Each SM has an instruction cache, constant memory, texture memory and read-only cache, which is read-only to kernel code.
Constant memory resides in device memory and is cached in a dedicated, per-SM constant cache. Constant memory allows a single data to be sent to all threads at once (broadcasting). Texture memory resides in device memory and is cached in a per-SM, read-only cache. Texture memory is a type of global memory that is accessed through a dedicated read-only cache. Texture memory is optimized for a 2D spatial locality, so threads in a warp that use texture memory to access 2D data will achieve the best performance.
The L2 cache is shared across all SMs, so every thread in every CUDA block can access this memory. For example, the NVIDIA A100 GPU (Ampere microarchitecture) has an L2 cache size of 40 MB.
This is analogous to the main memory of a CPU; the kernel itself and all data reside here. Global memory is the largest, highest-latency, and most commonly used memory on a GPU. The name global refers to its scope and lifetime. Data in global memory can be accessed on the device from any SM throughout the application's lifetime. The CPU can write and read data to and from the GPU's global memory. These exchanges go via the PCI bus and are relatively slow; therefore, we should design CUDA programs to minimize data transfers. In addition, data in the GPU global memory is preserved between kernel calls so that data can be reused by successive kernel calls without the need to reload. The global memory space is implemented in high-speed GDDR, which achieves very high bandwidth but has a high latency like all DRAM memories.
Reads and writes to global memory are always initiated from SM and are always 128-byte wide, starting at the address aligned at the 128-byte boundary.

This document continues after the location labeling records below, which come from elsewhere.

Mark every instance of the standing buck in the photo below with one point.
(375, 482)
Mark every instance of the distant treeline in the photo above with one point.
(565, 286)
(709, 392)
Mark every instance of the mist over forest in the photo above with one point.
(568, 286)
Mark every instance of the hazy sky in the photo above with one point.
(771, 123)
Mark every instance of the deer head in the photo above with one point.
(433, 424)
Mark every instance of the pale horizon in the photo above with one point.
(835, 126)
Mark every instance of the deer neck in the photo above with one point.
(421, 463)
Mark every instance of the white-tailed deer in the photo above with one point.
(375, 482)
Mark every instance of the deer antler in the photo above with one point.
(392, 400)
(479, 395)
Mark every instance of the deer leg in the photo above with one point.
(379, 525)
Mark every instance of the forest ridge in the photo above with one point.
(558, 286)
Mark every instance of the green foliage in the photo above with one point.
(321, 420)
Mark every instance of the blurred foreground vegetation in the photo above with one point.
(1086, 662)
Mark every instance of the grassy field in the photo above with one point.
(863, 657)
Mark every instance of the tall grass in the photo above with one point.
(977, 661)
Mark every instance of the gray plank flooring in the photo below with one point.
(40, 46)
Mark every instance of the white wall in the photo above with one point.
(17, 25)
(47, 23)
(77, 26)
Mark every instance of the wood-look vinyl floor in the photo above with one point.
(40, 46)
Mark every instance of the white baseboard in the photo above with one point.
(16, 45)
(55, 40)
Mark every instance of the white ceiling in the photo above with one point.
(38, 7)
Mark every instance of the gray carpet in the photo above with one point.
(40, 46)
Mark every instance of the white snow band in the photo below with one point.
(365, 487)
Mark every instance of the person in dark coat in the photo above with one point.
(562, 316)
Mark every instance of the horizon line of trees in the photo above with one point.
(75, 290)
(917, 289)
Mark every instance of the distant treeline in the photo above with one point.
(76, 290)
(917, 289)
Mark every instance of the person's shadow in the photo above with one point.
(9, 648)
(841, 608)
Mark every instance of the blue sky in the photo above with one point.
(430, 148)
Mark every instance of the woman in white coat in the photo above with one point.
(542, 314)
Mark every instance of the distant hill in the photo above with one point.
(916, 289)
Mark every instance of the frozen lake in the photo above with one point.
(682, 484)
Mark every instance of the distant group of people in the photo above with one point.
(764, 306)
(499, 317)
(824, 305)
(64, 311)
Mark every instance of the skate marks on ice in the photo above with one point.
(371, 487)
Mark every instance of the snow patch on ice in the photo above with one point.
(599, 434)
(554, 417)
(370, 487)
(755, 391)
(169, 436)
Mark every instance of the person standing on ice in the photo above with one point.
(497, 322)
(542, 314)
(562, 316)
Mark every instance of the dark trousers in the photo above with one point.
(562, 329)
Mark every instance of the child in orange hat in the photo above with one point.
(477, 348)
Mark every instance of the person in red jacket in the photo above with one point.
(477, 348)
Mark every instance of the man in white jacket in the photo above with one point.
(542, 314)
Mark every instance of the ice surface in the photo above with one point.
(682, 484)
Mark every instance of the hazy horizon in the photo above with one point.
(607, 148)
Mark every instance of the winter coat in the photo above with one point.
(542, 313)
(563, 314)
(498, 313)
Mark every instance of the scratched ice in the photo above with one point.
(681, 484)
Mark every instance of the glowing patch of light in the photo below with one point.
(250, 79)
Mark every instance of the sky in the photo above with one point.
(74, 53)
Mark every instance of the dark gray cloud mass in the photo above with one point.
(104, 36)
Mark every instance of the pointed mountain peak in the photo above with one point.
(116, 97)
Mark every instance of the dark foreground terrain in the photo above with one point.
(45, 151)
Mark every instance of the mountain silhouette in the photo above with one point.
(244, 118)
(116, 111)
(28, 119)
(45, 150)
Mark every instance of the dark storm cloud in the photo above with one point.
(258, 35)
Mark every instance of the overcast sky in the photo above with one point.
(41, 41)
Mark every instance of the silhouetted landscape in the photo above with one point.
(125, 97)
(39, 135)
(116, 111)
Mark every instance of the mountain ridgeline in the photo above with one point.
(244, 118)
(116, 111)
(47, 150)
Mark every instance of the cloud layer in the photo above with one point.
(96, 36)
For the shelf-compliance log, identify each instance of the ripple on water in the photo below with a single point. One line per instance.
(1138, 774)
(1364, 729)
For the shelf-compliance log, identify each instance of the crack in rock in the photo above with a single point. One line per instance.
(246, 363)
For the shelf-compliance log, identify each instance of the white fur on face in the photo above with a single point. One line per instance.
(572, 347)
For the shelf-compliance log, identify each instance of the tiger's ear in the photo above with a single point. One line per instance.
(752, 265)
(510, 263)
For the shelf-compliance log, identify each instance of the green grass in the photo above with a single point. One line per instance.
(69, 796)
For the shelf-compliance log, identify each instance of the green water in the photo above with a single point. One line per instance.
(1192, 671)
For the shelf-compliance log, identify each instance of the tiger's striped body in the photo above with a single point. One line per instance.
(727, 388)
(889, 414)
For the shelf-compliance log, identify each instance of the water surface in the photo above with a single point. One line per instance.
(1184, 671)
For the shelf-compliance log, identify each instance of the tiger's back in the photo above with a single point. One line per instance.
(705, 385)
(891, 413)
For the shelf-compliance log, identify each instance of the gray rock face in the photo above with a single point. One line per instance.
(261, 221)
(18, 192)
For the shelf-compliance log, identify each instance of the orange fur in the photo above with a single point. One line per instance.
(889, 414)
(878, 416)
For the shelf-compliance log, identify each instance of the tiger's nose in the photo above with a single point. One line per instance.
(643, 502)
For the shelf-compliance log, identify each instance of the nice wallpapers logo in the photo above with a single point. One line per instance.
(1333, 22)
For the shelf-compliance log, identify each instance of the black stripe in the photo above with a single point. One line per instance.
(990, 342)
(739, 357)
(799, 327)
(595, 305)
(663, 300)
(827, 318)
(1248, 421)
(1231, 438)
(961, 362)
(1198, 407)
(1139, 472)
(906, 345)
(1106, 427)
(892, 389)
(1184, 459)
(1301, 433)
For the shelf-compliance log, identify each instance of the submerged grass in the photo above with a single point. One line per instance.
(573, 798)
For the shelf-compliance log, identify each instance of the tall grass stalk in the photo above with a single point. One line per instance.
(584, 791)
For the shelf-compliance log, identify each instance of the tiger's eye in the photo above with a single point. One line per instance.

The memory blocks accessed in one memory transaction are called segments. This has an extremely important consequence. If two threads from the same warp access two data that fall into the same 128-byte segment, data is delivered in a single transaction. If, on the other hand, there is data in a segment that no thread requested—it is being read anyway, and you waste bandwidth. And if two threads from the same warp access two data that fall into two different 128-byte segments, two memory transactions are required. The important thing to remember is that to ensure memory coalescing, we want threads from the same warp to access contiguous elements in memory to minimize the number of required memory transactions.
Coalesced memory access or memory coalescing refers to combining multiple memory accesses into a single transaction. Grouping of threads into warps is not only relevant to computation but also to global memory accesses. The GPU device coalesces global memory loads and stores issued by threads in a warp into as few transactions as possible to minimize DRAM bandwidth. On the recent GPUs, every successive 128-byte memory block can be accessed by a warp in a single transaction.
A programmer's perspective
CUDA threads may access data from multiple memory spaces during their execution, as illustrated in the image below. Each kernel launches many threads - these threads from a kernel are referred to as a grid. Each thread has private registers. Each thread block has shared memory visible to all threads in the block and with the same lifetime as the block. All threads have access to the same global memory. There are also two additional read-only memory spaces accessible by all threads: the constant and texture memory spaces. The global, constant, and texture memory spaces are persistent across kernel launches by the same application.